By: Wimpi Handoko – Branding & Communication Strategy Expert of Fortune PR
“…Imagine there’s no country, it isn’t hard to do…”
“…Imagine all the people, sharing the world…you…”
Masih ingat lagu mahakarya “Imagine” oleh John Lennon, The Beatles? Kutipan dua bait dari lagu itu diatas merupakan impian John Lennon yang sudah mulai terwujud. Entah bagaimana John Lennon membayangkannya, tapi dunia tanpa batas dan saling berbagi sudah terwujud dengan kemajuan pesat dalam komunikasi antar manusia melalui internet dan ekosistem digital yang terus berkembang.
Suku Tuareg adalah salah satu suku di bagian benua Afrika Utara yang terkenal sebagai bangsa nomaden bergerak membentang dari Maroko di Barat hingga Libia di Timur sama halnya dengan bangsa Gipsi di wilayah Eropa bagian timur. Bedanya jika Gipsi berpindah tempat untuk menetap di suatu tempat dalam jangka waktu lama, suku Tuareg menetap hanya seperlunya untuk melakukan dagang sebelum pindah ke tempat berikutnya sepanjang tahun.
Jadi kalau kita bayangkan bisa menggabungkan suku Tuareg dengan teknologi internet digital, jadilah apa yang dinamakan Digital Nomad.
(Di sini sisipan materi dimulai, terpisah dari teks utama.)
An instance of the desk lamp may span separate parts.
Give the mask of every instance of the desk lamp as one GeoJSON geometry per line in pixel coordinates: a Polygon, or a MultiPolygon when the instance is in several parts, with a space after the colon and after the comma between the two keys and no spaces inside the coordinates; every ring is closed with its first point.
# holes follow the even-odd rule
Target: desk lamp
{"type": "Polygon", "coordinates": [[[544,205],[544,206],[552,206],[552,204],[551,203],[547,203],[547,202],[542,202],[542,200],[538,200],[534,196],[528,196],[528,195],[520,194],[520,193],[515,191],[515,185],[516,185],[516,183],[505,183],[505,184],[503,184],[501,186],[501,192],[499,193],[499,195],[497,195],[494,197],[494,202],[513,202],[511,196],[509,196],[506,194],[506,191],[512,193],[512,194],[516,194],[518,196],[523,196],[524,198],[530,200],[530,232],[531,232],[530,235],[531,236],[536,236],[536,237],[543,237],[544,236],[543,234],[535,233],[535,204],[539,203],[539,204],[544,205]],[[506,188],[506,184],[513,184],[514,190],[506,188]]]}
Kelompok manusia yang berpidah tempat untuk melakukan kegiatannya tanpa harus menetap di suatu tempat dengan memanfaatkan ekosistem internet digital yang telah meliput hampir 90% permukaan bumi ini.
Bayangkan jika Anda bisa menawarkan hasil bumi kopi Toraja kepada pembeli di San Francisco sambil ngopi di pantai Pink di Lombok pada hari Senin dan pada hari Kamis Anda sudah ada di taman safari Nuang Mark di Thailand sambil melakukan transaksi 2 ton cengkeh Toli-Toli Sulawesi Tengah dengan importir di Seoul, Korea. Jika Anda seorang professor antroplogi yang kebetulan sedang di Bukittinggi dengan keluarga mendadak mendapat tawaran fantastis untuk memberikan pandangan ahli Anda tentang perilaku sosial-budaya suku Dayak di Kalimantan oleh perusahaan tambang terbesar Australia, sambil ngopi dengan latar gunung Singgalang, Anda dengan mudah (atau mungkin masih susah payah) bisa melakukan video conference bersama jajaran direksi perusahaan tersebut.
Digital nomaden sudah terbayangkan oleh para ahli telematika semenjak lahirnya internet dan maraknya ekosistem digital, namun luasnya implikasi dan manfaatnya baru dirasakan sejalan dengan majunya kompresi digital video, meluasnya dan majunya pemakaian smartphone serta meningkatnya kualitas penyedia jaringan digital dunia.
Di Jakarta dan kota besar lainnya kita bisa temui banyak perusahaan yang menawarkan jasa “virtual office”, salah satu bentuk awalnya Digital Nomad, dimana perusahaan start up atau asing yang belum mampu mempunyai kantor sendiri bisa menyewanya untuk digunakan sebagaimana layaknya fungsi kantor. Pada saat ini ada beberapa perusahaan di Eropa dan Amerika yang khusus melayani kelompok Digital Nomad. Remote Year, Hacker’s Paradise, Terminal 3, WiFi, We Roam, Surf Office adalah beberapa perusahaan layanan dengan ratusan ribu pelanggan kelompok Digital Nomad mulai dari mengelola jaringan provider di setiap negara, merencanakan perjalanan, memilih lokasi, akomodasi, sewa laptop hingga menawarkan tujuan wisata bahkan menyediakan asisten pribadi di negara yang akan dituju. Jika virtual office menyediakan kantor tempat di mana kita akan kerja, perusahaan ini memastikan bahwa kantornya akan mengikuti kemanapun Anda akan bekerja.
Digital Nomad merupakan alternatif cara melakukan usaha masa depan. Manfaatnya tentu bisa dihitung: mengurangi overhead, biaya sewa kantor digunakan untuk perjalanan, asisten pribadi dengan pemahaman lokal di setiap negara, cuti dan kerja bisa tergabung, komunkasi real time menghilangkan perbedaan waktu dan peluang, on site on time dealing lebih nyata. Memang John Lennon mempunyai visi yang jauh. Untung saja liriknya bukan berbunyi “…Imagine there’s no internet…”. Amin.